Prince Charles secretly visited grandmother’s grave after Peres funeral

The Prince of Wales secretly visited his grandmother’s grave at a convent in Jerusalem on Friday, after attending the funeral of former Israeli president Shimon Peres.

A number of images surfaced online which show Prince Charles making the visit to the Mount of Olives’s Church of Mary Magdalene where his paternal grandmother, Princess Alice of Battenberg, is buried. The images, now seemingly removed, appeared on the social media accounts of people working with the church.

Images of Prince Charles visiting the site appeared on Facebook. They have since been removed. (Image: Khader Baramky/Facebook)

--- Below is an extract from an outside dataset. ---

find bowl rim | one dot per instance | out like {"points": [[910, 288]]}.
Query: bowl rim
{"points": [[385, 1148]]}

Images of Prince Charles visiting the site appeared on Facebook. They have since been removed. (Image: Khader Baramky/Facebook)

The British royals have historically refrained from visiting the site to remain neutral in the Israeli-Palestinian conflict. The church is located in the East Jerusalem, which Israel captured during the Six-Day War and later annexed. The UK, however, does not recognise it as part of Israel. Last year, a British government source told The Telegraph: “The Royal family can’t really go there. In Israel, so much politics is caught up in the land itself that it’s best to avoid those complications altogether by not going there.”

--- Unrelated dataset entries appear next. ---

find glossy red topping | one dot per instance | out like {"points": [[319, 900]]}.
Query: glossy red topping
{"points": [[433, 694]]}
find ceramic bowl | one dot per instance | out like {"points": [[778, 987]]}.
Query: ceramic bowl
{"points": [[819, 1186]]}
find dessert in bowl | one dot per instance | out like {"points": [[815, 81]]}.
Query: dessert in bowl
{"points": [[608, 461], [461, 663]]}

Peres’s funeral, however, seems to have provided Charles with the perfect opportunity to take a covert detour.

Princess Alice was born in 1885 as the daughter of Prince Louis of Battenberg and his wife Princess Victoria of Hesse and by Rhine. She was born congenitally deaf, but she did not let that stop hinder her. She married Prince Andrew of Greece and Denmark in October 1903. They had five children and their youngest son is Prince Philip, Duke of Edinburgh.

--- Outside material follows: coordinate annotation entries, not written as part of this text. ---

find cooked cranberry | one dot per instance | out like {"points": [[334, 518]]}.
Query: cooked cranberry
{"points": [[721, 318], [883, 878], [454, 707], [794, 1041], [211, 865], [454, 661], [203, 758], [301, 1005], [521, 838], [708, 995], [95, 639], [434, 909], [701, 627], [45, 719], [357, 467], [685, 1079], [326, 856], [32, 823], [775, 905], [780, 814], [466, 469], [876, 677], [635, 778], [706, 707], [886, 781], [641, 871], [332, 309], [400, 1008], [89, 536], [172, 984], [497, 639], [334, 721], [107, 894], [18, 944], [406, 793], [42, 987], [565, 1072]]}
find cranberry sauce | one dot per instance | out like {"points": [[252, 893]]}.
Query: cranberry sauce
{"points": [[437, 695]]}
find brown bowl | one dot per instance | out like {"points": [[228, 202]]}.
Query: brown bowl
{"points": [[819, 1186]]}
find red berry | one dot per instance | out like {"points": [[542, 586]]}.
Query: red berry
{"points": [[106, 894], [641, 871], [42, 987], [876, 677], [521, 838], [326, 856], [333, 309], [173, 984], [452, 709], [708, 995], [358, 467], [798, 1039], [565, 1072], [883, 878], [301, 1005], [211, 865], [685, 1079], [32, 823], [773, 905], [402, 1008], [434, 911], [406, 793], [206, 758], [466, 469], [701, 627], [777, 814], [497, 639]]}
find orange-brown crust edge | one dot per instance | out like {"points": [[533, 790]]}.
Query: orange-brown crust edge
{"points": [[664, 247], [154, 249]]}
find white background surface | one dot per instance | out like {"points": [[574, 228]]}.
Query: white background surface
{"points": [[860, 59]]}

Princess Alice moved to London in 1967 to live in Buckingham Palace with her son and daughter-in-law. She died there just two years later and she was initially interred in St. George’s Chapel at Windsor Castle. She was transferred to the crypt of the Church of Mary Magdalene in Jerusalem in 1988, per her own wishes.

During the Nazi occupation in Greece, Princess Alice hid a Jewish woman and two of her children from the Nazis. For her bravery she was recognised by Israel’s Yad Vashem Holocaust Memorial as “Righteous Among the Nations” and by the British government as a “Hero of the Holocaust.” The Duke of Edinburgh visited Israel in 1994 to attend a ceremony marking his mother’s brave actions.

The Duke of Edinburgh has said of his mother’s actions, “I suspect that it never occurred to her that her action was in any way special. She was a person with a deep religious faith, and she would have considered it to be a perfectly natural human reaction to fellow beings in distress.”